With a new unity government in place, the MDC's Morgan Tsvangirai now sharing power with Robert Mugabe, Zimbabwe is back where we thought it was last September, so far as the dilemma for would-be international donors goes. Back then I posted about the ambiguities of the power-sharing situation and the gamble this defined for potential donors. In today's Times Martin Fletcher draws the lines of the practical conundrum as it has been re-posed:
Morgan Tsvangirai will use his inauguration as Zimbabwe's Prime Minister this week to appeal to the West to fund the rebuilding of his shattered country even though Robert Mugabe remains the President.
The leader of the Movement for Democratic Change will address tens of thousands of Zimbabweans in a Harare sports stadium after a private swearing-in ceremony on Wednesday. He will outline an ambitious 100-day programme of reconstruction and democratisation and urge the West to back it with desperately needed finance.
His appeal will put Britain, the US and the European Union on the spot because they are deeply sceptical about the "unity government". They doubt that Mr Mugabe has any intention of surrendering real power to the MDC and regard the new arrangement as a ploy to give his regime a veneer of legitimacy.

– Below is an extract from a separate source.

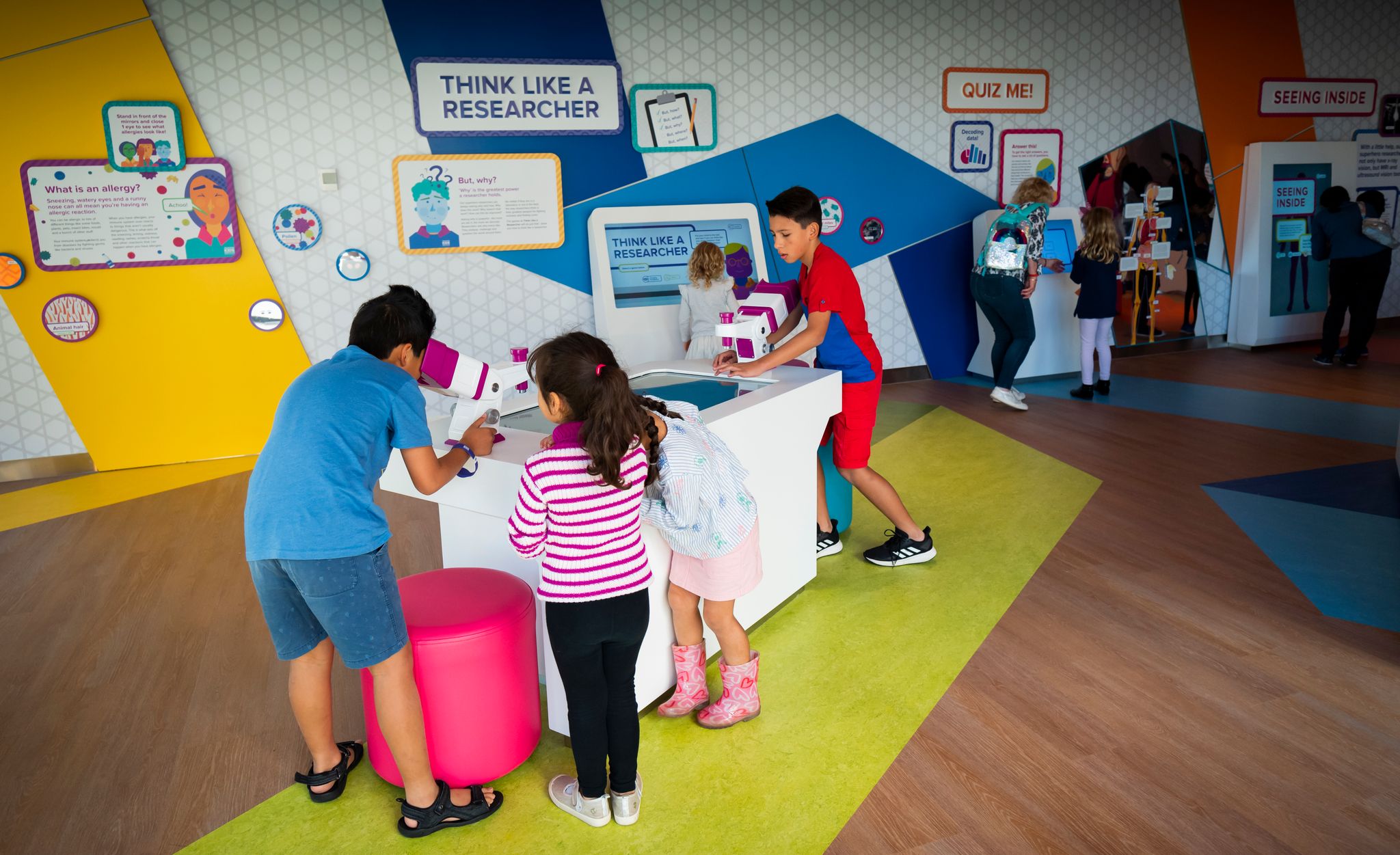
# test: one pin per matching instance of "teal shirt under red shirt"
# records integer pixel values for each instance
(829, 286)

"He's walked into a trap," one senior Western official said of Mr Tsvangirai. An MDC source countered: "If the West doesn't back Tsvangirai and the new Government, then it's dead in the water - and so is Zimbabwe. "Without Western aid we can't deliver and if we can't deliver we can't overcome Zanu (PF)'s policies of corruption and repression."

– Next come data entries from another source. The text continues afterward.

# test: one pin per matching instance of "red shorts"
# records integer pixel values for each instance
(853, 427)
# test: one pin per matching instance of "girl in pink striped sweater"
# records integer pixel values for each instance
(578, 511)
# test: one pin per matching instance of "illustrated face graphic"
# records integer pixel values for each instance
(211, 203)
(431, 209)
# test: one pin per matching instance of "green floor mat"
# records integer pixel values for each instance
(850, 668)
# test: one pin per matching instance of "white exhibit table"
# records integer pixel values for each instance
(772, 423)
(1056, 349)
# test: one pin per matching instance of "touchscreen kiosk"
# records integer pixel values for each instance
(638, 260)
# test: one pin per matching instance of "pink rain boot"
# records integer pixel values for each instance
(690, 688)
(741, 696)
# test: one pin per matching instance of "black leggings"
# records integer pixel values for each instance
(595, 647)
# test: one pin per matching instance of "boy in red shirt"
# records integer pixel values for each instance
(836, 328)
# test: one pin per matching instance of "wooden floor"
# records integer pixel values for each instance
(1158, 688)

In September my view was that the gamble on international financial support should be taken. Now I'm less confident about that. The Economist says aid should be withheld until there's clear evidence of change, and this is surely right:
America and Britain have already said they will wait and see before offering the new government any direct financial support. Others too should withhold aid to the government and maintain existing sanctions until there is clear evidence that Mr Mugabe is changing his ways. True power-sharing should lead quickly to the release of detainees banged up by Mr Mugabe’s thugs, freedom of the press and an overhaul of the security services. The central bank also needs reform; it presides over an unofficial inflation rate that averaged 15 billion per cent last year. These would be good measures of the unity government's intentions.